The first few images showed some hint of foot traffic, but the angle — high, shooting nearly straight down — made everything appear flat and featureless. As the camera angle got progressively lower, shadows appeared and grew, as if the sun were setting in the cave, throwing the contours of the mud into sharp relief, revealing a world of texture. A world of footprints.

The prints reminded me of craters on the moon, seen through a telescope: at full moon, viewed straight-on, the rocky surface appears deceptively smooth. But at other stages, especially when viewed at the terminus — the border between light and dark — the craters and canyons show themselves to be rugged, razor-edged, and forbidding. The cave’s craters were made by human feet, not by massive meteorites, but the surface looked almost as pocked and layered as the ancient face of the moon.

Kitchings had told me that he and Williams ventured into the grotto just far enough to determine that a body lay there. Sure enough, two sets of tracks — a lugged-sole pattern that matched the sheriff’s boots and a rippled design that matched Williams’s — led toward the rock shelf where the body lay. The tracks stopped, and some random, layered trampling suggested shifting stances by both men. Then the tracks reversed direction, leading back toward the camera and in the direction of the grotto’s entrance. I nodded to myself; it was what I’d expected to see, based on what they’d told me.

What I hadn’t expected to see came in the next slide, which I’d taken by leaning far to the left, beyond the corpse’s head, still shooting low. The image that flashed onto the screen made me gasp. A veritable stampede of footprints approached the body from the opposite direction — a shadowy nook in the grotto, as I recalled, which I had taken to be a dead-end crevice. The tracks — lots of them, a dozen or more — departed the same way they’d come. I was dumbfounded. “Jesus,” I said out loud, “how many people were in on this damn thing?” Then another thought struck me: could they be morbid sightseers, who had somehow gotten wind of the grisly spectacle in the grotto? But it took only a few seconds to decide that what appeared to be many people’s footprints were actually many prints from a single person: layer upo

n layer of tracks from what appeared to be the same pair of boots.
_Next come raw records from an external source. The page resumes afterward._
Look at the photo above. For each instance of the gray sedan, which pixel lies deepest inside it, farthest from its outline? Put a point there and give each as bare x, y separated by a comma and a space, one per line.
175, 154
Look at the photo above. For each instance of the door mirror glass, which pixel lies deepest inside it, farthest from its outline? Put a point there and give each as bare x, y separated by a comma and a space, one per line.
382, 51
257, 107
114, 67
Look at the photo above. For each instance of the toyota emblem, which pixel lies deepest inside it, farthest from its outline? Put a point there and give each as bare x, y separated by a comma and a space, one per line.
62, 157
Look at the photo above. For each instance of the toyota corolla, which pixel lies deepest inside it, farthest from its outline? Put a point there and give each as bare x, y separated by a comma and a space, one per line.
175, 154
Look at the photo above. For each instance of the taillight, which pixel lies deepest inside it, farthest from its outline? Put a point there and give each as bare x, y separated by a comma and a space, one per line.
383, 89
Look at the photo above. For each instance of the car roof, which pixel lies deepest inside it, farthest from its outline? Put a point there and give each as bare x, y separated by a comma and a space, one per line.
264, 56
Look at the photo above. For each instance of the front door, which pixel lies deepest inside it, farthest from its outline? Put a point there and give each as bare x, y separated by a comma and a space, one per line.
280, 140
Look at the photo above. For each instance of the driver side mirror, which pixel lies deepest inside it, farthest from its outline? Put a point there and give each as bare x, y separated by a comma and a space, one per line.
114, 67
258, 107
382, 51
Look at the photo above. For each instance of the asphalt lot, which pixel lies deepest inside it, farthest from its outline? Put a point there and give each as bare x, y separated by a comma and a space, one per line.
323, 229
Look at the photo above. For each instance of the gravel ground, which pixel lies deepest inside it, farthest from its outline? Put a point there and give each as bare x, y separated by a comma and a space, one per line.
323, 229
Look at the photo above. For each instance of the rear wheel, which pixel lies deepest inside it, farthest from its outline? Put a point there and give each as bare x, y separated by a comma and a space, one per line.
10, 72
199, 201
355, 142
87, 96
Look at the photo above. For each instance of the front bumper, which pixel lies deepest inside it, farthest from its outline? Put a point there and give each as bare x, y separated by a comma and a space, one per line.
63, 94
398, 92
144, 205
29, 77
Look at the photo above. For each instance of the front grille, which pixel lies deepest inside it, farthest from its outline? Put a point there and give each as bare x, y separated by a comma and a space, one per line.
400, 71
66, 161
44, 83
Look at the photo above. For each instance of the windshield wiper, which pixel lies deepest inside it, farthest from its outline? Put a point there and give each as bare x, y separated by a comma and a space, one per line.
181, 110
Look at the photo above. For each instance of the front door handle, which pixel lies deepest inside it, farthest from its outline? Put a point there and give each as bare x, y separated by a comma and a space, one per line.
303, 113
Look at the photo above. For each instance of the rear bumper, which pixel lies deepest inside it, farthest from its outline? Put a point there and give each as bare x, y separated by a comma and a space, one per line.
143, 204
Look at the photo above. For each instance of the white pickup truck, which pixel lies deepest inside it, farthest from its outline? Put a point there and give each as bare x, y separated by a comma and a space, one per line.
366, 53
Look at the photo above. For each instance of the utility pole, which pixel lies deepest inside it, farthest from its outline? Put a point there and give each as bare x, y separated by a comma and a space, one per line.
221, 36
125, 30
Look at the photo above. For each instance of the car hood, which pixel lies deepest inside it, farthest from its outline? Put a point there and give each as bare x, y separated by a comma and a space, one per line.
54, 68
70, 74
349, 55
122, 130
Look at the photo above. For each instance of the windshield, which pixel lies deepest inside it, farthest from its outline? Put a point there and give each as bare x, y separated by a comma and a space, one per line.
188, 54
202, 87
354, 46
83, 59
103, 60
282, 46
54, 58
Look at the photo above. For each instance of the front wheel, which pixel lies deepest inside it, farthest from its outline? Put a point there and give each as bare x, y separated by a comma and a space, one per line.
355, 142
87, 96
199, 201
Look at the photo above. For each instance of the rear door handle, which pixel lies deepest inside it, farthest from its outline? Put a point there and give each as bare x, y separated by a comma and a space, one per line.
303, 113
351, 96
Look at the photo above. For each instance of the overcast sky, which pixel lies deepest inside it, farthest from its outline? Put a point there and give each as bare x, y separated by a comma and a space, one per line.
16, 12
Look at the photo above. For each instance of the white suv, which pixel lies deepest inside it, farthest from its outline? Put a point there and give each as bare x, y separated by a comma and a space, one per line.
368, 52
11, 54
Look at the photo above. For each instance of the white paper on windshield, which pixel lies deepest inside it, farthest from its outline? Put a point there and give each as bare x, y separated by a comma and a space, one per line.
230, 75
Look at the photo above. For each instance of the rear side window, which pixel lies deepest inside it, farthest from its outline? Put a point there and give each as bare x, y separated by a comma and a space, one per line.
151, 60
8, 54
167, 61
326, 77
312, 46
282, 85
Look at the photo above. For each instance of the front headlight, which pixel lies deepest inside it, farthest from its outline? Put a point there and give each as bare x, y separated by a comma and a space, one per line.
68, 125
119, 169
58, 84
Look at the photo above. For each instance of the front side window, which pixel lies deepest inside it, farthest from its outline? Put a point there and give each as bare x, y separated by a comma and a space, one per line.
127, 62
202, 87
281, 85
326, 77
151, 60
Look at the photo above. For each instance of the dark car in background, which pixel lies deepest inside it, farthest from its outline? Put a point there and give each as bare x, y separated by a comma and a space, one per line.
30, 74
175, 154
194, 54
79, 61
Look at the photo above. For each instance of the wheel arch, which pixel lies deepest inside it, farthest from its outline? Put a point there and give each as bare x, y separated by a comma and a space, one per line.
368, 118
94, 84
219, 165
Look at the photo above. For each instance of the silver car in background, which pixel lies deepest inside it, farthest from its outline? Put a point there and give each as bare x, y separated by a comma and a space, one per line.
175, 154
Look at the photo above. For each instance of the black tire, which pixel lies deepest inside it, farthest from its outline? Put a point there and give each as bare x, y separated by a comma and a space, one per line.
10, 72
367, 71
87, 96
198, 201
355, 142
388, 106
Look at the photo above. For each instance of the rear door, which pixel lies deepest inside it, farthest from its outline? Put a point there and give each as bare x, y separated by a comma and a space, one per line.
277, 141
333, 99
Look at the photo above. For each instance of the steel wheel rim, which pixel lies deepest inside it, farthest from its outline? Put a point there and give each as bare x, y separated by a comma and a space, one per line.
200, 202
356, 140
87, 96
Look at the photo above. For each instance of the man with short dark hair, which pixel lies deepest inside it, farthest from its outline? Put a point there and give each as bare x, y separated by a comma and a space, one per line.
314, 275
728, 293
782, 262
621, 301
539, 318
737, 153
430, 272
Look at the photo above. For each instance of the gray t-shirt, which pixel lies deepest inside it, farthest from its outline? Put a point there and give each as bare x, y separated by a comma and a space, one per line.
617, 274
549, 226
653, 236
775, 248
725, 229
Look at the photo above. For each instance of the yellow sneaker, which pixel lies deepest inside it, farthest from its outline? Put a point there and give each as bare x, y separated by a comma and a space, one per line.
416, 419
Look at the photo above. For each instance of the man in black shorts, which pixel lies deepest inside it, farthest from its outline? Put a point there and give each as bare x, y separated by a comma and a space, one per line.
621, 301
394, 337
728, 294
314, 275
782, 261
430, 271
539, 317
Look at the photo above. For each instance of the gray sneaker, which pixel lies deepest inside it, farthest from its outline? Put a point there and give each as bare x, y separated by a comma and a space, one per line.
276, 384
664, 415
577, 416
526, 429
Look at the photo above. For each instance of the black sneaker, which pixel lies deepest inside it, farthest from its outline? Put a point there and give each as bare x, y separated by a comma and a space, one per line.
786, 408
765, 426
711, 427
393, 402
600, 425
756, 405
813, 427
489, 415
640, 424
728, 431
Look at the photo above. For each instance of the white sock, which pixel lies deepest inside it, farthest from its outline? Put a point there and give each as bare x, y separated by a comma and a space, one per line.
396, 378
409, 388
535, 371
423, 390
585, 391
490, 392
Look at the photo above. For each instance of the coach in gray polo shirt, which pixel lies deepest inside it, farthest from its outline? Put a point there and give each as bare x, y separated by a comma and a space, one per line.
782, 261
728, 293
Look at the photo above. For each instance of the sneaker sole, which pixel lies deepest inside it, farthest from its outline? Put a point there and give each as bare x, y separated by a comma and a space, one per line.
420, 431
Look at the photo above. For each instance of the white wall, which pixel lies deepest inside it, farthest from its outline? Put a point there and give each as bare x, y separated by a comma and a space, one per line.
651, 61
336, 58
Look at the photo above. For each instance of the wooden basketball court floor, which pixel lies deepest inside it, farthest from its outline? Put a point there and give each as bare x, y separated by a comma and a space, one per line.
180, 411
Judging by the soles, the boots were old and worn — work boots, maybe, rather than hiking or combat boots. But here and there along the edge, some of the earlier tracks — ones that were only partially obliterated by later imprints — looked sharper, as if the boots were newer. I felt my mind ratcheting back and forth, like the projector’s lens, struggling to focus. Finally I got it: someone had visited the grotto repeatedly, over a long period of time. I’d ask Art to take a look and give me his read on it, but that seemed the only explanation that made sense. The only other possibility was that a crowd of people had trooped in, wearing identically made but differently aged boots. Either scenario was disturbing.
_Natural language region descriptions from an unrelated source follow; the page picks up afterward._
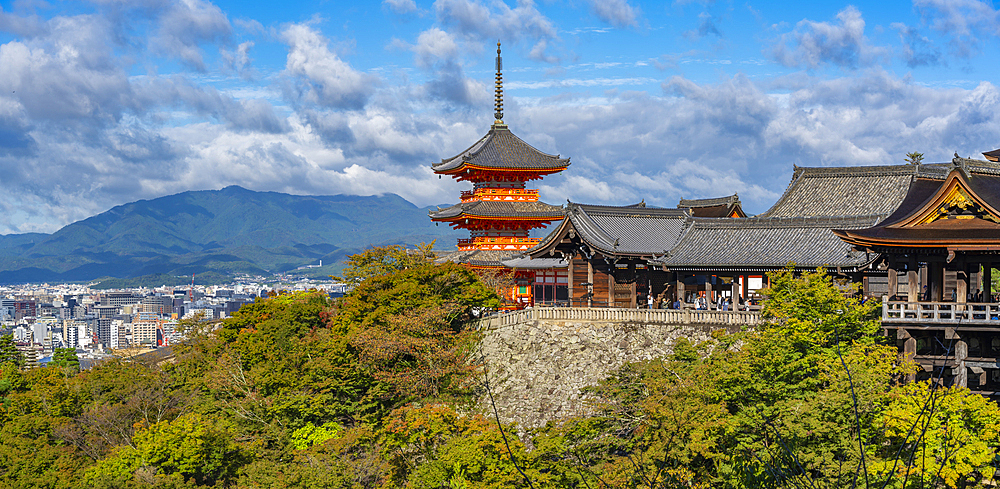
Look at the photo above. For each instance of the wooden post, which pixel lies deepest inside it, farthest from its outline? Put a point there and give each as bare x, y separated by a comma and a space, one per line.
987, 282
569, 288
961, 289
961, 351
893, 282
936, 280
590, 280
909, 349
611, 285
680, 289
708, 292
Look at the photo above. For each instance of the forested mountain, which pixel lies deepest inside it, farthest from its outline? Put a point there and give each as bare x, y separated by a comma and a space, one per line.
226, 231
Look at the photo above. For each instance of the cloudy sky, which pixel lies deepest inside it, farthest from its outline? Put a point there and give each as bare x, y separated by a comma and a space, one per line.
109, 101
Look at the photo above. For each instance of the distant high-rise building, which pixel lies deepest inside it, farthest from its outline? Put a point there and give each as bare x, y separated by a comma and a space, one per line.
119, 299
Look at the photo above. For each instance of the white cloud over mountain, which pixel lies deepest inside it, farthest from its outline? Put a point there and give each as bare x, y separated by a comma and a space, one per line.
91, 117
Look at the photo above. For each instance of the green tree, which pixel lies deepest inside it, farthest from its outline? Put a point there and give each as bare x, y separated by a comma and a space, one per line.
384, 260
9, 352
914, 158
65, 358
945, 437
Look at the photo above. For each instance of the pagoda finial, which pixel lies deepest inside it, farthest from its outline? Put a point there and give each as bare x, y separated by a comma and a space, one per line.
498, 105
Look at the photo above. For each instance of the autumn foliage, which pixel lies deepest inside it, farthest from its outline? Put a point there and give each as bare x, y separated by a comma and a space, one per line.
377, 390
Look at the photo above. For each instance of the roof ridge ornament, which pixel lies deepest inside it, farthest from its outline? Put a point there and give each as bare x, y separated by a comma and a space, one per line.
498, 102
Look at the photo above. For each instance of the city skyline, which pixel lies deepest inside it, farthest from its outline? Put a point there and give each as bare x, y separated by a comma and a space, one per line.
103, 103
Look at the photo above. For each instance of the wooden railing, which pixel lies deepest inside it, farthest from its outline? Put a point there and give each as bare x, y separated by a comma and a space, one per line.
617, 315
941, 312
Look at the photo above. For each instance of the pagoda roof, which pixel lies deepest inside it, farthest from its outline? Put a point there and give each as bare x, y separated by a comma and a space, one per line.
766, 243
714, 207
479, 258
500, 149
498, 209
617, 230
961, 212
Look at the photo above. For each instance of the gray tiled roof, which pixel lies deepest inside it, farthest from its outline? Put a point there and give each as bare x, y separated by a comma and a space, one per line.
844, 191
501, 149
766, 243
689, 203
499, 208
629, 230
524, 262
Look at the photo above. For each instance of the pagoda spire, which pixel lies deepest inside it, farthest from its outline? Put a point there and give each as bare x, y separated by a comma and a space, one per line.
498, 104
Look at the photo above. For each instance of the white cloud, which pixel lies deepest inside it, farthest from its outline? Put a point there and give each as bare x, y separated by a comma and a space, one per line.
523, 23
616, 12
323, 78
186, 25
434, 45
401, 6
966, 23
814, 44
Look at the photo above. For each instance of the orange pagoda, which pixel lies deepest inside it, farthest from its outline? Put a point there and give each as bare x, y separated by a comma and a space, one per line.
499, 211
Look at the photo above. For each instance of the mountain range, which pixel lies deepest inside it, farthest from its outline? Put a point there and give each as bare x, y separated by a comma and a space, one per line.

But not as disturbing as what I saw next. It was the final image of the cave’s floor, similar to the previous one, but following the tracks even farther toward what was clearly the room’s other entrance. At the edge of the mass of identical tracks was one additional set of prints — uppermost, and therefore most recent. Unlike the layers of increasingly worn work boot tracks, these prints showed crisp, practically new soles. Lugged soles. They looked a lot like the soles on the feet of Sheriff Tom Kitchings.
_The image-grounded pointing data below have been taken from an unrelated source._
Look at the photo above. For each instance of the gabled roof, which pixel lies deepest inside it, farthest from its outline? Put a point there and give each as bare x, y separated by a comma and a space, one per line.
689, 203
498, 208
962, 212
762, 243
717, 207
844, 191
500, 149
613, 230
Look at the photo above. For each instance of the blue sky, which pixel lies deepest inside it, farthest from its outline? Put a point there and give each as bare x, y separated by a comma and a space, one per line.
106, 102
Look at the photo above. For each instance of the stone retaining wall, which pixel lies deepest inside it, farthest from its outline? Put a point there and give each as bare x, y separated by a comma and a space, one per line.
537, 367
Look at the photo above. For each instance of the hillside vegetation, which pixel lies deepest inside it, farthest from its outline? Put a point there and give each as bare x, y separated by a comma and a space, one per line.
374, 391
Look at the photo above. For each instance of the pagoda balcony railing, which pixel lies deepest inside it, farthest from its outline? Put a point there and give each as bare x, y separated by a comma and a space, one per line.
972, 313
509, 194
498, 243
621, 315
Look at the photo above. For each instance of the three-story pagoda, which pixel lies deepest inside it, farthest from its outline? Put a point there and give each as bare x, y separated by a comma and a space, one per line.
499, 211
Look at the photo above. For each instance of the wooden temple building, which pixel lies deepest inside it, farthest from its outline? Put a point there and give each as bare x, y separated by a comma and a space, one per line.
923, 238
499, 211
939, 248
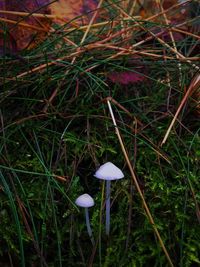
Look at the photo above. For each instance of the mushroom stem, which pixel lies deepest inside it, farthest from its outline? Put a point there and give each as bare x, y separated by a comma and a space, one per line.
107, 207
88, 226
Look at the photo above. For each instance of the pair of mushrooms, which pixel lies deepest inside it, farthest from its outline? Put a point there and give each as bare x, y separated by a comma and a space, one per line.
107, 172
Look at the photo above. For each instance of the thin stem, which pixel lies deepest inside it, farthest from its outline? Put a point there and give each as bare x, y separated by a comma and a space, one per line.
87, 219
148, 213
108, 207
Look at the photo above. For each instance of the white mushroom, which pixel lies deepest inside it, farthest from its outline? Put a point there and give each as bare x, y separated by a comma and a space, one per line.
108, 172
86, 201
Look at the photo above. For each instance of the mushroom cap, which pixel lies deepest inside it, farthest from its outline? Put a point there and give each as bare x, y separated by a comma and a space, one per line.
109, 171
85, 201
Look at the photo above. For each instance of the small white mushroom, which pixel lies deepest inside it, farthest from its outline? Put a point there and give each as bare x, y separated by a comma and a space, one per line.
108, 172
86, 201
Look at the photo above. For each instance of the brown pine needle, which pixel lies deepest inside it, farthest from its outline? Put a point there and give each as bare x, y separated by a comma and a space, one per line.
193, 86
148, 213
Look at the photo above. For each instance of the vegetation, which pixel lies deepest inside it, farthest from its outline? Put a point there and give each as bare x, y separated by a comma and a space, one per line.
56, 130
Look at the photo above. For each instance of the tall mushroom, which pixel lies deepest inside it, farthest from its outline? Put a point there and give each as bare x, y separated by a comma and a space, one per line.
86, 201
108, 172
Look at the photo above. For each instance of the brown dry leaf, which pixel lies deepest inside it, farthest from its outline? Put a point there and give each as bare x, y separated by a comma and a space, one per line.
26, 30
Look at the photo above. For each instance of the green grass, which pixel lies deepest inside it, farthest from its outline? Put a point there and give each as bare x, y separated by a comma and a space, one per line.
69, 137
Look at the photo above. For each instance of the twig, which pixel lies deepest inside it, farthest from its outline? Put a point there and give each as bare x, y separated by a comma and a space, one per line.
148, 213
193, 86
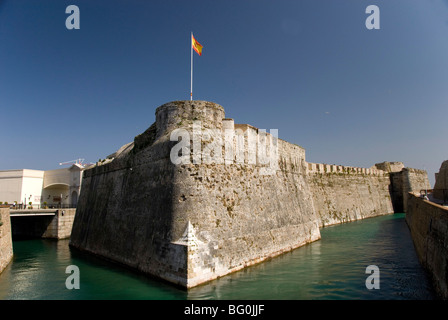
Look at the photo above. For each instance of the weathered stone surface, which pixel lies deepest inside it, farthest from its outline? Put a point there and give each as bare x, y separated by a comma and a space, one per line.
441, 184
428, 223
6, 251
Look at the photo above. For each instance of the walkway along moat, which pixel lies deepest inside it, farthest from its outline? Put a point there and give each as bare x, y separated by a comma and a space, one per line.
332, 268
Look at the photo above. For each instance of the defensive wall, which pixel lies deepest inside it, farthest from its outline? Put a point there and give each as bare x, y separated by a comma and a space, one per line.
6, 251
51, 223
211, 200
427, 218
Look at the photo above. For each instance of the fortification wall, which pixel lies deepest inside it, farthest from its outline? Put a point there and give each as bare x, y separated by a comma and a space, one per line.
344, 194
191, 222
441, 184
197, 196
428, 224
6, 251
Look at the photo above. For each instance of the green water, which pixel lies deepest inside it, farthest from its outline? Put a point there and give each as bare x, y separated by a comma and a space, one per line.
332, 268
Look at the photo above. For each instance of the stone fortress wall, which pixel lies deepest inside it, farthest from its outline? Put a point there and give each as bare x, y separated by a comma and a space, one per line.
217, 207
6, 252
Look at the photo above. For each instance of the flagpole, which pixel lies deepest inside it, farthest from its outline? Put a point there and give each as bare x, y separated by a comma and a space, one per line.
191, 80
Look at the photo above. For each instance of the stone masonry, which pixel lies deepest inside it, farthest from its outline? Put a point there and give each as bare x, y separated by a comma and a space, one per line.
196, 197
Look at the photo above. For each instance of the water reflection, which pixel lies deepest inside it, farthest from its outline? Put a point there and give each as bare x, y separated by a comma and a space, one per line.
332, 268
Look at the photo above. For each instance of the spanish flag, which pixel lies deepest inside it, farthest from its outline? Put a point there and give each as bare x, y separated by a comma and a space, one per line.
196, 45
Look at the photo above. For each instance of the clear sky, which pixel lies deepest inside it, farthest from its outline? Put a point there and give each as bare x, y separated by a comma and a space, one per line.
309, 68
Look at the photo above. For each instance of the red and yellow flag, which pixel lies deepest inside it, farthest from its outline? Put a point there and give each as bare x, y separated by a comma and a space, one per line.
196, 45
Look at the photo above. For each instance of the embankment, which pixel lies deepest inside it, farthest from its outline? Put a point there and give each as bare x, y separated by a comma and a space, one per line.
428, 223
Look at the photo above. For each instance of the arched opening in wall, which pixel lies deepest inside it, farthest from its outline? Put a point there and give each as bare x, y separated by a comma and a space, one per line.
74, 199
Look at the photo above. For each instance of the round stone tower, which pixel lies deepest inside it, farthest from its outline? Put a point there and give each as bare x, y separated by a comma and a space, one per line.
177, 114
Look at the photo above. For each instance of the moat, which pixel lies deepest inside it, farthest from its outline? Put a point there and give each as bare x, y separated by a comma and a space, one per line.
331, 268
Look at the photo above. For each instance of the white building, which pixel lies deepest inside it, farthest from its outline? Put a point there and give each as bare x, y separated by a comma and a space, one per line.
50, 188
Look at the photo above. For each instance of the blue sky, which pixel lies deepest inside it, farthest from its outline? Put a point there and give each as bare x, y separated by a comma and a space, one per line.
309, 68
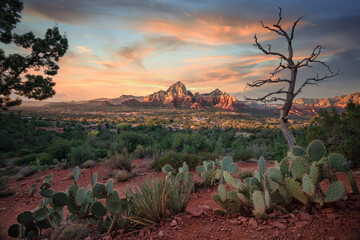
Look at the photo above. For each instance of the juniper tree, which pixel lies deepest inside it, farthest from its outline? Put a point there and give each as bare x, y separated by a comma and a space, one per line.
291, 89
42, 55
I switched off the lamp and sat in darkness, quiet except for the low hum of the projector’s fan. The machine’s heat warmed the room, but the picture I had just seen gave me a chill. I was working a case for a sheriff whom I did not know and did not trust. I was in contact with a self-described outlaw — a potential suspect — whom I likewise did not know but, oddly, did trust. The solid footing I normally felt underfoot seemed to be falling away on either side, leaving me teetering along a knife-edge ridge, defined only by dark and dizzying drops on either side. For the first time in my career, I began to consider withdrawing from a case. Every internal alarm I possessed was ringing like crazy; the stakes seemed too high, the truth too tainted by secrets that lurked deep within the mountains or the hearts of the clannish people who dwelled there.